Add security note to recursive loader
---
 .../document_loaders/recursive_url_loader.py  | 34 +++++++++++++++++--
 1 file changed, 32 insertions(+), 2 deletions(-)

diff --git a/libs/langchain/langchain/document_loaders/recursive_url_loader.py b/libs/langchain/langchain/document_loaders/recursive_url_loader.py
index 60ee27013e..dc6a66df81 100644
--- a/libs/langchain/langchain/document_loaders/recursive_url_loader.py
+++ b/libs/langchain/langchain/document_loaders/recursive_url_loader.py
@@ -49,7 +49,36 @@ def _metadata_extractor(raw_html: str, url: str) -> dict:
 
 
 class RecursiveUrlLoader(BaseLoader):
-    """Load all child links from a URL page."""

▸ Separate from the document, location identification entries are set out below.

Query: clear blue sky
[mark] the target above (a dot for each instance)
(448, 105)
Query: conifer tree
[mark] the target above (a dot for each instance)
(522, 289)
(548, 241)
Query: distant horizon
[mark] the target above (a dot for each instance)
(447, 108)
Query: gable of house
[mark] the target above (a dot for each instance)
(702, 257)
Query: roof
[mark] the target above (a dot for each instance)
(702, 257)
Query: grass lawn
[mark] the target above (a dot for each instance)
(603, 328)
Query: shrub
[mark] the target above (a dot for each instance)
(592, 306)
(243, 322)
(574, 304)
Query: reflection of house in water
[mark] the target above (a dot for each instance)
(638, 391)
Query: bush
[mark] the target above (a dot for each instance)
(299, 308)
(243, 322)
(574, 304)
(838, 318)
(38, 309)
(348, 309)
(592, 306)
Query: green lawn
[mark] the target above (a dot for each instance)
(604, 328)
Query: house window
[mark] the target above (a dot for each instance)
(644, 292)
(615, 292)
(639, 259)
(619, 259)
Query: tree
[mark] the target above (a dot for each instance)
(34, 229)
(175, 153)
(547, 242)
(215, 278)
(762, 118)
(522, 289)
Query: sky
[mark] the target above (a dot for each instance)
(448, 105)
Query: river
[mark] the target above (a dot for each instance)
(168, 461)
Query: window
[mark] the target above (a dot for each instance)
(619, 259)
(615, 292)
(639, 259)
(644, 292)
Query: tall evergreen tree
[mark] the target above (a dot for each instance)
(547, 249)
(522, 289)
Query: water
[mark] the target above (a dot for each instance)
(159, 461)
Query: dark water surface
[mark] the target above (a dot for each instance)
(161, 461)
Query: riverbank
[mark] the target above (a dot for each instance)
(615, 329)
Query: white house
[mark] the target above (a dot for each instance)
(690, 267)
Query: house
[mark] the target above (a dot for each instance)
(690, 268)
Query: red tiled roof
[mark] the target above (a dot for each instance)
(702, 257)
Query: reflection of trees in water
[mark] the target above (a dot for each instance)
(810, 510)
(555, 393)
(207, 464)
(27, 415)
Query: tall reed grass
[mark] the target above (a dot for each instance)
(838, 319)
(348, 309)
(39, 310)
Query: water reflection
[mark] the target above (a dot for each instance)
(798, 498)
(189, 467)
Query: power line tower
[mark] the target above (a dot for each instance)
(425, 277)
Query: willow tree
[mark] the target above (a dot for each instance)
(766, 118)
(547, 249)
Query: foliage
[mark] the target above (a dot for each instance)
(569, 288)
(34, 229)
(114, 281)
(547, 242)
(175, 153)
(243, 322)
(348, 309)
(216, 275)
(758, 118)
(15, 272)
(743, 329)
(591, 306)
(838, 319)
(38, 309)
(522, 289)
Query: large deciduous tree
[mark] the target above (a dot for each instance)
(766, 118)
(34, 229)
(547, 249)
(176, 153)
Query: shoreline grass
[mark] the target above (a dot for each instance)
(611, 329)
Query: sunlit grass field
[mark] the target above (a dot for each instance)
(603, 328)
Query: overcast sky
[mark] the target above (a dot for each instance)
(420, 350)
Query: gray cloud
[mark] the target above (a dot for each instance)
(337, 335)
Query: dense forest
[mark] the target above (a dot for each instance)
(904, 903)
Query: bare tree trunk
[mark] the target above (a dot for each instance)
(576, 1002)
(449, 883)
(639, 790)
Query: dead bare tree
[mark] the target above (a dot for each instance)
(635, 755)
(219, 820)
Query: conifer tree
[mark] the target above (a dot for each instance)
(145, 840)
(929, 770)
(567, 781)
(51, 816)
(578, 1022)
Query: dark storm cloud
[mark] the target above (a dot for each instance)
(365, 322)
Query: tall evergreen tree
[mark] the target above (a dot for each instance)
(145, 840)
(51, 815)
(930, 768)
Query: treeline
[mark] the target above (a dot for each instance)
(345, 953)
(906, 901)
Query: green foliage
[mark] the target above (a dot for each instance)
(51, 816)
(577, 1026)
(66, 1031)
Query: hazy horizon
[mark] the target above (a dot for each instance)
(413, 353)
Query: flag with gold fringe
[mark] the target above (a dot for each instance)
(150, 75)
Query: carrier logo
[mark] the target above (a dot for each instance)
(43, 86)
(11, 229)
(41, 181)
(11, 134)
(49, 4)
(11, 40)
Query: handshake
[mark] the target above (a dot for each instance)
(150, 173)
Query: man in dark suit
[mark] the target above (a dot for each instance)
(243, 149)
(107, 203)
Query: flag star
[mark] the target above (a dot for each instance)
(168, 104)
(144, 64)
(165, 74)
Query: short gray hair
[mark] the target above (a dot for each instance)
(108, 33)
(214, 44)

+    """Load all child links from a URL page.
+
+    **Security Note**: This loader is a crawler that will start crawling
+        at a given URL and then expand to crawl child links recursively.
+
+        Web crawlers should generally NOT be deployed with network access
+        to any internal servers.
+
+        Control access to who can submit crawling requests and what network access
+        the crawler has.
+
+        While crawling, the crawler may encounter malicious URLs that would lead to a
+        server-side request forgery (SSRF) attack.
+
+        To mitigate risks, the crawler by default will only load URLs from the same
+        domain as the start URL (controlled via prevent_outside named argument).
+
+        This will mitigate the risk of SSRF attacks, but will not eliminate it.
+
+        For example, if crawling a host which hosts several sites:
+
+        https://some_host/alice_site/
+        https://some_host/bob_site/
+
+        A malicious URL on Alice's site could cause the crawler to make a malicious
+        GET request to an endpoint on Bob's site. Both sites are hosted on the
+        same host, so such a request would not be prevented by default.
+
+        See https://python.langchain.com/docs/security
+    """
 
     def __init__(
         self,
@@ -60,12 +89,13 @@ class RecursiveUrlLoader(BaseLoader):
         metadata_extractor: Optional[Callable[[str, str], str]] = None,
         exclude_dirs: Optional[Sequence[str]] = (),
         timeout: Optional[int] = 10,
-        prevent_outside: Optional[bool] = True,
+        prevent_outside: bool = True,
         link_regex: Union[str, re.Pattern, None] = None,
         headers: Optional[dict] = None,
         check_response_status: bool = False,
     ) -> None:
         """Initialize with URL to crawl and any subdirectories to exclude.
+
         Args:
             url: The URL to crawl.
             max_depth: The max depth of the recursive loading.